Total supply increased by 18% year-on-year to 1,736 koz, supported by a 20% rise in primary production to 1,320 koz. Secondary supply rose by 7% year-on-year to 416 koz. In contrast, total demand fell by 31% year-on-year to 1,468 koz, driven by liquidations of ETF holdings and an outflow of exchange stocks.
Automotive and jewellery demand were also softer, while industrial demand was up, mainly due to net negative glass demand in the comparative quarter last year. Geopolitical tensions intensified, pushing energy prices significantly higher. This tempered the broader precious metals rally, as inflation risks re-emerged in response to rising energy costs, which in turn fuelled expectations of higher interest rates. That said, this quarter saw the highest average price, beating the previous record set in Q2’08.
Supply
Global refined mine supply began this year with a strong recovery from its low base in Q1’25, rising 20% year-on-year to 1,320 koz. South African output recorded an unseasonably strong start, increasing 41% year-on-year to 1,002 koz. This was driven by a significant uplift in refined output from Valterra Platinum and Implats. Valterra’s production benefited from the rescheduling of processing maintenance and annual stock counts. Historically, these have been conducted in the first quarter but have now been shifted to the third quarter. This change boosted Q1’26 output above its usual seasonal pattern, where the first quarter is generally weaker. The increase was further supported by the normalisation of operations following flooding disruptions in Q1’25. At Implats, despite the rebuild of Furnace 4 during the quarter, refined volumes rose and were boosted by the release of approximately 36 koz of semi-finished inventory. Zimbabwean output declined sharply, falling 26% year-on-year to 84 koz, a ten-year low, primarily due to reduced production at Zimplats. Furnace maintenance led to constrained output, with operations only restarting in mid-March. As a result, the processing of 29 koz of semi-finished inventory was deferred to the next quarter. Russian output also dropped significantly, falling 24% year on-year to 136 koz, largely reflecting the resequencing of production into other quarters. In North America, production is projected to remain stable year-on-year.
Recycling
Global recycling supply increased by 7% to 416 koz year-on-year. Regional divergences persisted in autocatalyst recycling. North America recorded the strongest gains, supported by both price and US policy. Favourable tax credits are increasingly supporting the scaling of the domestic recycling supply chain, particularly in smelting and refining. Europe also recorded higher recycling. Material previously flowing to UAE pre-processing facilities was disrupted by the Middle East conflict that broke out on 28 February, forcing alternative routes to be used. However, recyclers globally have reported that they have seen a rise in the average age of received catalysts. As a result, loadings per unit have fallen compared to previous years, partly offsetting higher volumes. In China, a shift to a percentage-based vehicle subsidy at the start of the year, which tempered new car sales, capped the increase in volumes.

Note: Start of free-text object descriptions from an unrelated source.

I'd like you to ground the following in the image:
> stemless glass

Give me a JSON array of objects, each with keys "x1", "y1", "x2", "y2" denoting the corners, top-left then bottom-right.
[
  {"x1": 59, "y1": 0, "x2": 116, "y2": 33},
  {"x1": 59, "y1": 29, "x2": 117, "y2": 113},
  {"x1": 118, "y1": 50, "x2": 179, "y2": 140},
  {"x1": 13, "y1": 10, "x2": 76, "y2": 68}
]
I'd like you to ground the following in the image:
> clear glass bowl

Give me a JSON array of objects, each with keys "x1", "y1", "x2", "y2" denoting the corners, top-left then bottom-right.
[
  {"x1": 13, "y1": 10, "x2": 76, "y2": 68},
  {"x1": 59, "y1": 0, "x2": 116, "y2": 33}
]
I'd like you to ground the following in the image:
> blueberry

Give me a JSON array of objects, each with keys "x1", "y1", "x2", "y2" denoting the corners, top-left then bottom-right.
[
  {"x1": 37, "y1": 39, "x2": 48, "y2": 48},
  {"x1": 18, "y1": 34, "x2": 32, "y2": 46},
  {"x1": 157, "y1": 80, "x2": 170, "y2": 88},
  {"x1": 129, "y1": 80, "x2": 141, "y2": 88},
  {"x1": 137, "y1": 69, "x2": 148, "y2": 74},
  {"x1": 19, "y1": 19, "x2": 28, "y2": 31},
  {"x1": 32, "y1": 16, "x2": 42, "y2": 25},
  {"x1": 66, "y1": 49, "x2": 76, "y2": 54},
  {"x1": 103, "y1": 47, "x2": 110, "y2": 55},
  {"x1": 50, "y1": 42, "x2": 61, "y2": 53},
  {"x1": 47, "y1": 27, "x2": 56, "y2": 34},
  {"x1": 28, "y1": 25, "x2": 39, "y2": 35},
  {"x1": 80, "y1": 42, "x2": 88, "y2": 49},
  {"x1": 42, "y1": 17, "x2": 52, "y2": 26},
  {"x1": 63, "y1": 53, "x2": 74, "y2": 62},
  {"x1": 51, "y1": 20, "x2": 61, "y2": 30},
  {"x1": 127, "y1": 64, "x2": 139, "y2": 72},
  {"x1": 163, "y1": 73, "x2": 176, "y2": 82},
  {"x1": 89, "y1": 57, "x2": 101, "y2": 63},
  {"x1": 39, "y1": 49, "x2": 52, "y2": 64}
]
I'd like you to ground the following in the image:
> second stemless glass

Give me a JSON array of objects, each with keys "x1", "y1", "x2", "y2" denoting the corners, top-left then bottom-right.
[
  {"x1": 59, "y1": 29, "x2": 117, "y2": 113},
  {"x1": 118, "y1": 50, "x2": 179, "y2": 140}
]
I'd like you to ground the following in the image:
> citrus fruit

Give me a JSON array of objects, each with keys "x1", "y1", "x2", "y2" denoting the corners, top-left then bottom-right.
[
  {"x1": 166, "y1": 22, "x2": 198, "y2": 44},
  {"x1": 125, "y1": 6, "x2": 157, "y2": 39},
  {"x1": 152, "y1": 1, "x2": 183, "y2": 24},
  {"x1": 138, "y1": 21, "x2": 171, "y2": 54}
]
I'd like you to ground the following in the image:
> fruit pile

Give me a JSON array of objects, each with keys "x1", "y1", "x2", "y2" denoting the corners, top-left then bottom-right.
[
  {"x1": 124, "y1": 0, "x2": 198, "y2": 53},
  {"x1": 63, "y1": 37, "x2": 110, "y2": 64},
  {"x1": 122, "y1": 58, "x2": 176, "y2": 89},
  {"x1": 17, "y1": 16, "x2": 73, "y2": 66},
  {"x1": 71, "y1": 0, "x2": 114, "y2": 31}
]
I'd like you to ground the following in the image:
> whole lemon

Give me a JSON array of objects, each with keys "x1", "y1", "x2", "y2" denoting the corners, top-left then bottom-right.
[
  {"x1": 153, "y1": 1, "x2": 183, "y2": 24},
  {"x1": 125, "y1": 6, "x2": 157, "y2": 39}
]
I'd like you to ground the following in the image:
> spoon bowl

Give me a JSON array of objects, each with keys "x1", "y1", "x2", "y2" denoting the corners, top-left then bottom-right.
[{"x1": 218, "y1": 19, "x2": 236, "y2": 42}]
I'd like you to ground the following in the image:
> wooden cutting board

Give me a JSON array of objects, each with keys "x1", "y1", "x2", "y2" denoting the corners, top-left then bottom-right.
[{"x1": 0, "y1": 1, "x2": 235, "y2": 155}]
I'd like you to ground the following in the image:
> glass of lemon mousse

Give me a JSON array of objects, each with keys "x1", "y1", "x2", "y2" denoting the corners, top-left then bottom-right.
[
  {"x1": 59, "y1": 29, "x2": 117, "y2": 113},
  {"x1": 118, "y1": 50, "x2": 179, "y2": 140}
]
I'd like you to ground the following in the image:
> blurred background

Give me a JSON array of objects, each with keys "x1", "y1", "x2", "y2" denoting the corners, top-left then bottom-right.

In Japan, official end-of-life vehicle (ELV) dismantling statistics revealed a continued decline in this sector’s activity.
Demand
Global demand in Q1’26 fell sharply by 31% (659 koz) to 1,468 koz. This was driven mainly by a reversal in investment flows and softer end-use demand across several major segments. Platinum ETF holdings recorded net outflows of 255 koz as higher prices encouraged profit taking. One year on, with greater clarity on tariff impacts, exchange stocks, largely on the CME, fell by 119 koz, alongside softer EFPs.
Jewellery and autocatalyst demand declined, more than offsetting strength in selected industrial segments. In contrast, physical investment strengthened in Q1.